October 25, 2012

How to establish household rules for your childcare provider

2 minutes
Advice for host families

Many of us are uncomfortable around confrontation. Some avoid it at all costs while others pass it off to somebody else; or if you are like me you face it head on with butterflies in your belly, a quiver in your normally strong voice, and an ongoing internal play-by-play about what you are going to say and how you are going to say it.

As a psychotherapist, I teach countless adults how to set clear boundaries and ask for what they need and want. This theme of identifying what we need and then going on to ask for it is a struggle for even the heartiest of souls. It trickles into how we interact in the workplace, who we create friendships with, and how we run our households.

Remember, the more prepared you feel, the more comfortable you will be. Sitting down together on common ground (and not in the heat of the moment) is often the best way to address needs that may elicit resistance or discomfort.

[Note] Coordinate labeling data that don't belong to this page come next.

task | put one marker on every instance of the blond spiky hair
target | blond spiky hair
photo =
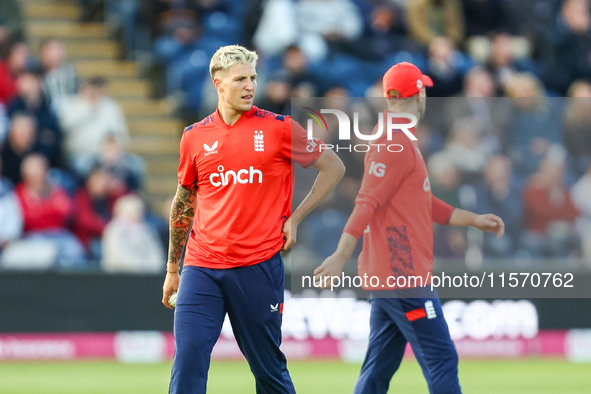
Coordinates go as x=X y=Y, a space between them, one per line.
x=227 y=56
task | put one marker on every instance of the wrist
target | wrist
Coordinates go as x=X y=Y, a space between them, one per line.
x=172 y=268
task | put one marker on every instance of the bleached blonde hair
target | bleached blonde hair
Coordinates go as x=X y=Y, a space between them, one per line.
x=227 y=56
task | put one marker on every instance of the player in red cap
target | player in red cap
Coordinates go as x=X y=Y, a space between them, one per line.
x=394 y=210
x=233 y=203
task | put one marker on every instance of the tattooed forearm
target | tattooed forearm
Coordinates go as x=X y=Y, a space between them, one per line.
x=181 y=217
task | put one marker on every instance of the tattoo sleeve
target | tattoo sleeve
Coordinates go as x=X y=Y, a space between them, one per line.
x=181 y=217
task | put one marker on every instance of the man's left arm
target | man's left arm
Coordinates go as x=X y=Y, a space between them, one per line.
x=331 y=170
x=445 y=214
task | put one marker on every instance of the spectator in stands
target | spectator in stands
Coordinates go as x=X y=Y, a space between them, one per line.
x=20 y=142
x=47 y=210
x=484 y=16
x=126 y=170
x=129 y=243
x=4 y=124
x=11 y=16
x=503 y=62
x=549 y=209
x=577 y=121
x=427 y=19
x=446 y=67
x=277 y=95
x=499 y=192
x=580 y=193
x=323 y=22
x=385 y=33
x=296 y=67
x=178 y=53
x=444 y=176
x=88 y=119
x=570 y=46
x=10 y=212
x=93 y=211
x=534 y=124
x=466 y=148
x=277 y=26
x=477 y=102
x=92 y=10
x=30 y=98
x=59 y=78
x=12 y=63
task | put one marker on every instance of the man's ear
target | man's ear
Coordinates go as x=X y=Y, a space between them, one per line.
x=217 y=84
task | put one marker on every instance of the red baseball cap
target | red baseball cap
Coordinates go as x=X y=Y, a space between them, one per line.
x=405 y=78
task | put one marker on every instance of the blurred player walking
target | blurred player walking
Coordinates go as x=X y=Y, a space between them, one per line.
x=396 y=206
x=235 y=186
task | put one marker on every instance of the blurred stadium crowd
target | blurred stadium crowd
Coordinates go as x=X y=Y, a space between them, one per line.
x=512 y=136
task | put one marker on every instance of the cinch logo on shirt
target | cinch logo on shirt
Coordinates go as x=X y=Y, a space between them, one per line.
x=241 y=176
x=377 y=169
x=259 y=142
x=210 y=149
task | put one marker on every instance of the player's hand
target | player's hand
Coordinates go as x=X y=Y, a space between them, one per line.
x=171 y=285
x=491 y=223
x=332 y=266
x=290 y=233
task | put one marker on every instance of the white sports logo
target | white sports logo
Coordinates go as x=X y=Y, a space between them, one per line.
x=259 y=142
x=377 y=169
x=312 y=144
x=223 y=178
x=430 y=309
x=210 y=149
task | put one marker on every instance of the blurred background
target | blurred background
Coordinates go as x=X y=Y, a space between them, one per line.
x=94 y=95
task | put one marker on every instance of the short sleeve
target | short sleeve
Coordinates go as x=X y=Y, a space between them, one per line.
x=384 y=172
x=295 y=145
x=187 y=173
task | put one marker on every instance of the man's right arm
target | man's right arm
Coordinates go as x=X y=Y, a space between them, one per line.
x=182 y=213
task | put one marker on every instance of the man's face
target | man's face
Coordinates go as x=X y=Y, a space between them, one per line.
x=237 y=86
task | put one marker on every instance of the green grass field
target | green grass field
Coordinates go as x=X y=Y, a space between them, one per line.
x=330 y=377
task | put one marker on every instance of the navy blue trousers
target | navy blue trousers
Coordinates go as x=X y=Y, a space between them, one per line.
x=395 y=321
x=253 y=299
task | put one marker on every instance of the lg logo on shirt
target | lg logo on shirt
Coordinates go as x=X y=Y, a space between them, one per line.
x=241 y=176
x=377 y=169
x=210 y=149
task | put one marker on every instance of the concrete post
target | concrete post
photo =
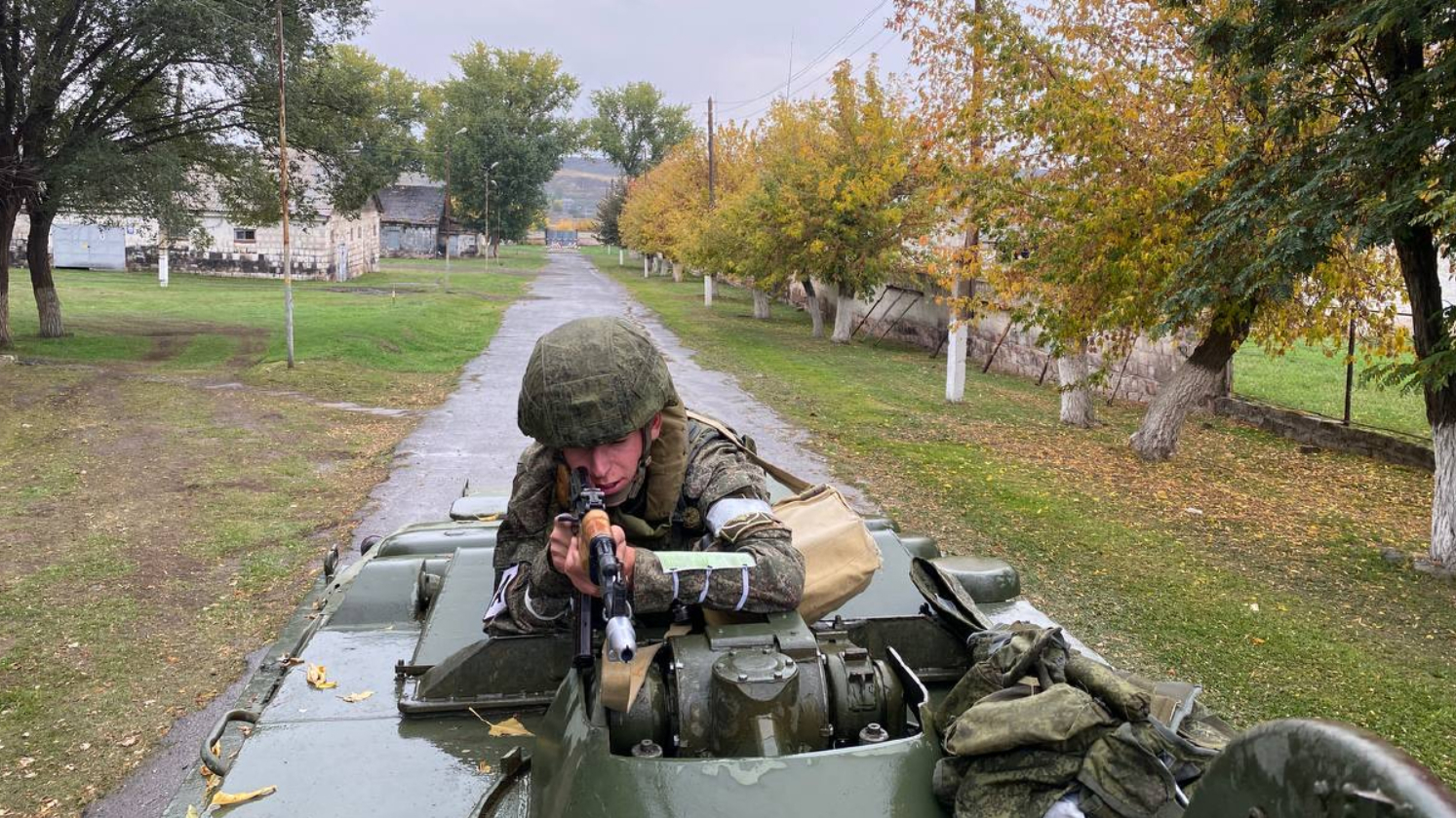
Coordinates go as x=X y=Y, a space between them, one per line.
x=956 y=351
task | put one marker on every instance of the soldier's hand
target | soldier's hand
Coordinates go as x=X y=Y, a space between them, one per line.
x=578 y=572
x=626 y=555
x=563 y=540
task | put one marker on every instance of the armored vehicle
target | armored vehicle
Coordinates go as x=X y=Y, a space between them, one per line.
x=776 y=717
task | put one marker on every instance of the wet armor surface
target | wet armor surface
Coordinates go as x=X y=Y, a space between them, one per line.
x=1034 y=723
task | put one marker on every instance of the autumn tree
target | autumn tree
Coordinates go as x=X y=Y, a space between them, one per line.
x=1355 y=136
x=1107 y=130
x=729 y=241
x=634 y=129
x=502 y=123
x=762 y=230
x=842 y=188
x=666 y=204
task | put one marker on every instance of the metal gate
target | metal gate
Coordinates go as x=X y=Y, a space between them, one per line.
x=89 y=247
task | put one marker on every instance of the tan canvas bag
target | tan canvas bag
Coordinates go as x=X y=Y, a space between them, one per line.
x=841 y=557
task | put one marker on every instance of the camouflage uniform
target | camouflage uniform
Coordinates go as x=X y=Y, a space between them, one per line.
x=697 y=516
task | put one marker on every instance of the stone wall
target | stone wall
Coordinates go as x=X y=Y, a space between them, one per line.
x=915 y=316
x=313 y=247
x=410 y=241
x=1326 y=433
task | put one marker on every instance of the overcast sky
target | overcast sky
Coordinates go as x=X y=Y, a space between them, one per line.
x=737 y=50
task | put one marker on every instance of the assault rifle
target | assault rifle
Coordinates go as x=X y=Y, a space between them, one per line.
x=600 y=555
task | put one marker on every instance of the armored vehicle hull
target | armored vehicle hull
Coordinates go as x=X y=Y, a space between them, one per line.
x=758 y=718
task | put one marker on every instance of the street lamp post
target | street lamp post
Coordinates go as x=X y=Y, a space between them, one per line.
x=490 y=245
x=449 y=141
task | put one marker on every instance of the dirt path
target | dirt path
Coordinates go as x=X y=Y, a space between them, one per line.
x=472 y=437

If you are addressing somebody from a different culture, remember that when we are emotional we tend to deal with emotional upset within the norms of our home country as well as that of our natural families. What may be offensive in our culture may be perfectly appropriate in another. While it may be tempting, do not back pedal, even if cultural differences become a factor. Stay firm and clear in your intention, and precise in your preparation and execution. Within the setting of a meeting, refer to your written words. Check in after each point, by welcoming any questions or need for clarification. If you become frustrated reset yourself and continue to move forward. Establish the fact that a rule is a rule and not a point of negotiation.